I don’t see how anyone can use the phrase “free market” in referring to the financial services industry and keep a straight face. To call the financial services industry a free market is to totally ignore what it means to be a free market.
If you want to argue that a market with massive government intervention failed to constrain risk, then I agree with you wholeheartedly.
By the way, I highly recommend this paper:
Not What They Had in Mind: A History of Policies that Produced the Financial Crisis of 2008
Indeed a great paper exposing what I have been arguing in different shape and forms since 1997, namely that “the risk-based bank capital regulations had perverse effects”. Thank you I had not seen it.
But then consider that these “perverse effects” are not yet even really acknowledged by the regulators, which is of course the first step for correcting it.
So the bad education was, and still is, the biggest problem faced by the ones who could not make it fair for all, but only fair for the chosen few. Well enjoy the pain in the neck, the spoils go to the victor in this case.

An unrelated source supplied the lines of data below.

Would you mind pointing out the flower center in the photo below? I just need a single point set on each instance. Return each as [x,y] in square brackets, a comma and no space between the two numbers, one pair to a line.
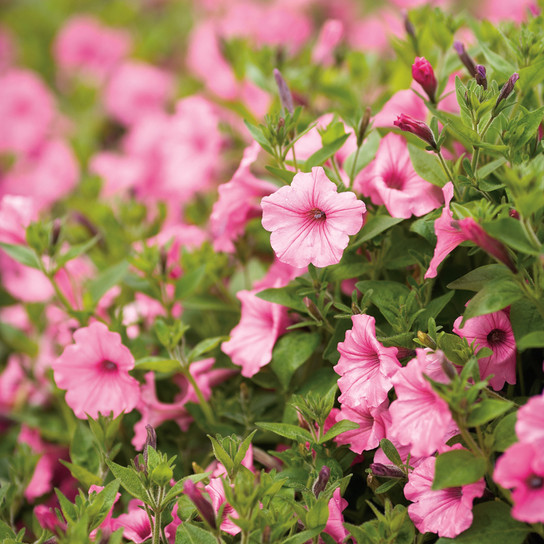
[535,482]
[317,214]
[496,336]
[109,366]
[394,179]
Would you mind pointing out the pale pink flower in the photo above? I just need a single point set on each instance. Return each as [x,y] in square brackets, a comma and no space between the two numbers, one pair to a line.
[492,331]
[365,366]
[447,512]
[521,467]
[530,422]
[135,90]
[329,37]
[27,111]
[419,416]
[390,179]
[85,46]
[238,202]
[372,426]
[310,221]
[94,371]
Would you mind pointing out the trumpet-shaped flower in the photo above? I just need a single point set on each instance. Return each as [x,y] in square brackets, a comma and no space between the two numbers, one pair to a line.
[390,179]
[310,221]
[365,366]
[94,371]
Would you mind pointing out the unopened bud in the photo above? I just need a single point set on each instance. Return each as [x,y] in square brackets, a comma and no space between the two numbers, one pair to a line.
[465,58]
[203,506]
[386,471]
[322,480]
[506,90]
[481,78]
[363,126]
[286,98]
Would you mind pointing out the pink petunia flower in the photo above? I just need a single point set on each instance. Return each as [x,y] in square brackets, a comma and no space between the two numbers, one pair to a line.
[365,366]
[390,179]
[372,426]
[94,371]
[310,221]
[521,467]
[447,512]
[530,422]
[137,89]
[238,202]
[419,416]
[492,331]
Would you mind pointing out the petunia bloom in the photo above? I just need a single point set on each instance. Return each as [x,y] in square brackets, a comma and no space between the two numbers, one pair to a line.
[447,512]
[365,366]
[521,467]
[492,331]
[94,371]
[310,221]
[390,179]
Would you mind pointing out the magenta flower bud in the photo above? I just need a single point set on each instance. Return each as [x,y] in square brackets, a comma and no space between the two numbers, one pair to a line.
[465,58]
[480,76]
[419,128]
[386,471]
[286,98]
[203,506]
[322,480]
[423,73]
[506,90]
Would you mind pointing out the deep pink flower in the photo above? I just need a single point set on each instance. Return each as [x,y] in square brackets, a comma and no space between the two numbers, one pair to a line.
[390,179]
[492,331]
[238,202]
[447,512]
[371,429]
[423,73]
[310,221]
[94,371]
[86,46]
[419,416]
[521,467]
[530,422]
[137,89]
[365,366]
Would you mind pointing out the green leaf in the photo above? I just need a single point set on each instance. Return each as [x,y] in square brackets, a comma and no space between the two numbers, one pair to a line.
[492,524]
[427,165]
[504,434]
[374,226]
[204,347]
[488,410]
[510,231]
[160,364]
[129,480]
[191,534]
[479,277]
[495,296]
[293,432]
[22,254]
[107,279]
[456,468]
[291,352]
[338,428]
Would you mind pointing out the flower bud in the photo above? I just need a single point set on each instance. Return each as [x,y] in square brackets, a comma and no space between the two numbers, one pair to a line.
[423,73]
[286,98]
[506,90]
[322,480]
[203,506]
[419,128]
[480,76]
[465,58]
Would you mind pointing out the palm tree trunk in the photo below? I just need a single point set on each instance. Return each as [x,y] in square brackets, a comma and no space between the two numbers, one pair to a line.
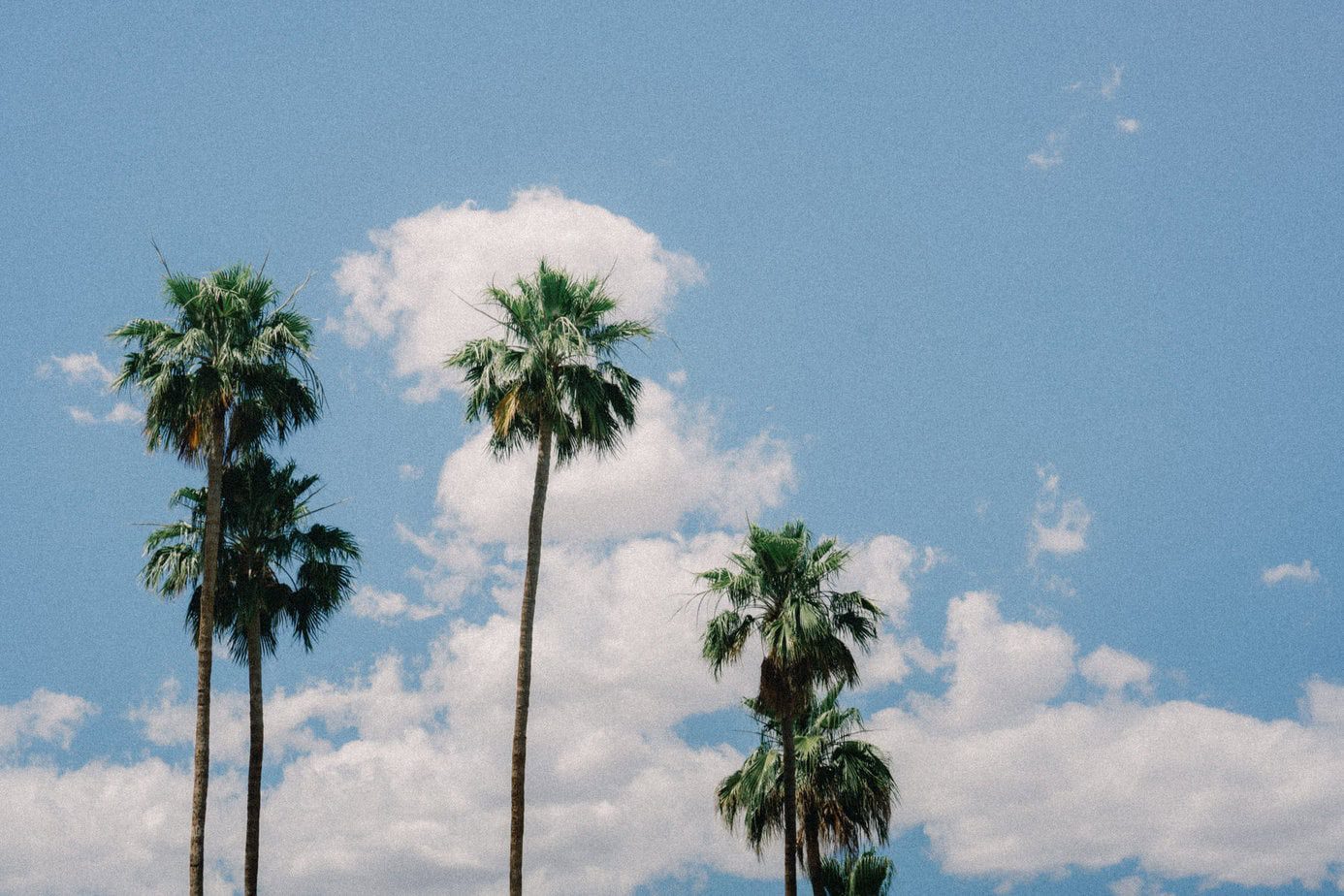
[254,755]
[525,661]
[205,651]
[790,809]
[812,849]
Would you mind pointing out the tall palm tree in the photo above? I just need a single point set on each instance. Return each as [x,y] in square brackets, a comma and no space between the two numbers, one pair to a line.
[845,786]
[274,572]
[857,875]
[232,369]
[779,592]
[550,379]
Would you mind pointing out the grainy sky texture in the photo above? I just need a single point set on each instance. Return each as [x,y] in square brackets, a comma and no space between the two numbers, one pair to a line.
[1038,306]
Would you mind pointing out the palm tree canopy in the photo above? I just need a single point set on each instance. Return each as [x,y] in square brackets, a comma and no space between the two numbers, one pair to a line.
[271,561]
[232,349]
[556,366]
[846,782]
[857,875]
[780,590]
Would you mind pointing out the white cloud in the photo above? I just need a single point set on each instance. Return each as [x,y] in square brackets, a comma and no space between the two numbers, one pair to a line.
[386,606]
[418,285]
[1058,526]
[46,717]
[671,467]
[1114,670]
[1050,153]
[1024,786]
[121,412]
[415,799]
[1302,571]
[1136,885]
[80,368]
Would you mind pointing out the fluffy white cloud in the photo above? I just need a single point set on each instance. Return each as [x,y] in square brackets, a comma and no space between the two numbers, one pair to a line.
[1114,669]
[420,283]
[1058,526]
[45,717]
[407,781]
[1302,571]
[1026,786]
[79,368]
[107,828]
[385,606]
[669,469]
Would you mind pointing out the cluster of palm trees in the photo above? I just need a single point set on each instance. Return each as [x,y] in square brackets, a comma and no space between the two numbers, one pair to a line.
[225,379]
[780,592]
[230,377]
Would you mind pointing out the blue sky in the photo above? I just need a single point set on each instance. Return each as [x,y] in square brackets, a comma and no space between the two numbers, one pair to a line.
[1038,303]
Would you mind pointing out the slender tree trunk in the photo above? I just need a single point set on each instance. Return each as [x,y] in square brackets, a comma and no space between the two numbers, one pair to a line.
[525,661]
[812,849]
[205,649]
[254,753]
[790,809]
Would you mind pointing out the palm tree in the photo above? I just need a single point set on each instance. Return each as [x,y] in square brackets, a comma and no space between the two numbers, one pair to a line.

‘It is also a key premise of the blame-the-government crowd (Wallison, Pinto, and most of the current Republican Party), which claims that the financial crisis was caused by excessive government intervention in financial markets.’
That would be the Peter Wallison who correctly predicted in 2005 that Basel II would weaken American banks’ capital structure, and the Ed Pinto whose portfolio analysis was accepted by the SEC in its lawsuit against Freddie and Fannie.
‘I don’t see how anyone can use the phrase “free market” in referring to the financial services industry and keep a straight face.’
Exactly, but that hasn’t stopped the Denialist Industry from doing so.
‘Market discipline clearly failed in the lead-up to the financial crisis.’
Maybe because the subordinated debt holders didn’t suffer any losses. I.e. they correctly predicted that Citi was ‘too big to fail’. Which is a failure of regulation, not of markets.
Per lets go back to your first paragraph of this post, and start proving you and yours are more a part of the problem, rather than a voice of a solution. You juggle the perceived nebulous word around in public, but in private you carry the knife. During the day you are a professional, but during the night you are a contractor.
So back to my point, since we know the rest of the world who is not completely behind the west attitude toward money and credit ratings states that if your country’s debt to GDP ratio is over 60%, you are a CCC rated country. How is it then that we lend to those country’s with a perceived AAA rating or your aristocratic rating, but at the same time ignore the astronomical debt/GDP ratio, and not ignore it, but promote it in public as something normal.
This has yet caused another U.S. consumer lead bailout out of the Ukraine, who have a must be paid in full clause if their debt/GDP rises above 60% (which it did). And so now we will bark in congress about not paying the money in public, while in private it’s “we have to pay”. If you can’t see the double standard here, you are the blind leading the blind, and the problem not the solution here.